Every month students are leaving their private schools

Private schools are recording losses, and approximately 4,000 students have left them due to the inability of their parents to pay tuition. At the same time teachers in private schools have seen their wages reduced up to 40% since last month, as the owners are threatening to shut down schools. The crisis, however, brought back the "notebook calculators" even in private schools, as many parents seek additional time from schooladministrations to pay tuition. There are quite a few parents who seek the reduction of fees in order to be consistent and not take their children away from the schools. 

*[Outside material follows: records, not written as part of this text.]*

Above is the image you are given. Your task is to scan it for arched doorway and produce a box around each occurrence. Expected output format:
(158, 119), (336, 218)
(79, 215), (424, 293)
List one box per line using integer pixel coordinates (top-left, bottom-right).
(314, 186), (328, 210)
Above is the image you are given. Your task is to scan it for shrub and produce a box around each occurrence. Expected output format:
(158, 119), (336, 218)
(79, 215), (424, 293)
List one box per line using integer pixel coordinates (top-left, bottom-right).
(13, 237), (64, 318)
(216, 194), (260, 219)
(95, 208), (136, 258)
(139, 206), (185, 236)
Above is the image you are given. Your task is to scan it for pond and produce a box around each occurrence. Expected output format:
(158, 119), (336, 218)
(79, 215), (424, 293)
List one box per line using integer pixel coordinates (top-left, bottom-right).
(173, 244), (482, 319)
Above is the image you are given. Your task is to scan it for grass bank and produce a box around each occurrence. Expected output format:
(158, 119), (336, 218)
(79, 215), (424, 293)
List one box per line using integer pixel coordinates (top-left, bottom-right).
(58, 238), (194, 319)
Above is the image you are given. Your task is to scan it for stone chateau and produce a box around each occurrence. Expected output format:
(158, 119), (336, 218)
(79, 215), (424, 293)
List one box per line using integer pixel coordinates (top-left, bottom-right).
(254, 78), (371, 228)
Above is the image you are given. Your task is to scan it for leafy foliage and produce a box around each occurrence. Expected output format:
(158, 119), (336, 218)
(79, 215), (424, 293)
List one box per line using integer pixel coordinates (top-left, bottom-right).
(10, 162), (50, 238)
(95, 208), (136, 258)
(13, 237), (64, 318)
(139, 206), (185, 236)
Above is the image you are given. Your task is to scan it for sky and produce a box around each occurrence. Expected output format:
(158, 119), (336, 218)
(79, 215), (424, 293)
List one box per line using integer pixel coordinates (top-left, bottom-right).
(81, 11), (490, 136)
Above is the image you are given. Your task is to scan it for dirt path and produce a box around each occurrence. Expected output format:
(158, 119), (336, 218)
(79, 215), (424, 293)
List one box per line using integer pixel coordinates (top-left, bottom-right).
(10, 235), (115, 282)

However, the education ministry seems determined to make changes in private education with a bill it is preparing by studying the possibility to give private owners the ability to proceed as they wish with the programs of Foreign Languages ​​and Informatics, regardless of the program in public schools. The deputy minister of education, Evi Christophilopoulou, is likely to choose this solution for private schools, as it favors the recruitment of teachers. Deputy education minister Konstantinos Arvanitopoulos met with a delegation of the Association of Founders of Greek Private Schools. Among other things, they discussed the issue of the new payroll. 

According to the Association, the reduction in the registrations of students came to an average of 5%, with the larger percentages occurring in the lyceum ranks. Letters arrive daily at the ministry of education from private schools that are unable to continue and are threatening to lock down if they don’t proceed to salary reductions. 

On the other hand, and according to the president of private teachers Michalis Kouroutos, teachers indicate that their salaries should not be equated to the wages of civil servants, considering the cuts as illegal. As Kouroutos says, wages in private education increased by 1% -3% from 2004 to 2010, in line with the increases of public servants. 

In contrast, tuition at private schools has increased from 40% to 150%, after being deregulated by Sioufas’ law, while tuition has remained the same in the last two years, by decision of the department of commerce. "Not all schools are moving at the same speed, as there are schools that keep their students, while others are counting losses." 

The chairman of the Association of Founders of Greek Private Schools, Thanasis Zahopoulos, notes that many private schools did not implement the public education reduction but were limited to a 10% cut, in cases where schools do not have a problem. According to reports, 220 ​​private schools are operating throughout the country this year. 

Middle-class parents, even businessmen who are not doing so well, are unable to send their children to private schools. So far, 6 private primary and secondary schools across the country have shut down. In order to save about 800 euros, several parents cut the expense of the school bus by driving their kids to school themselves.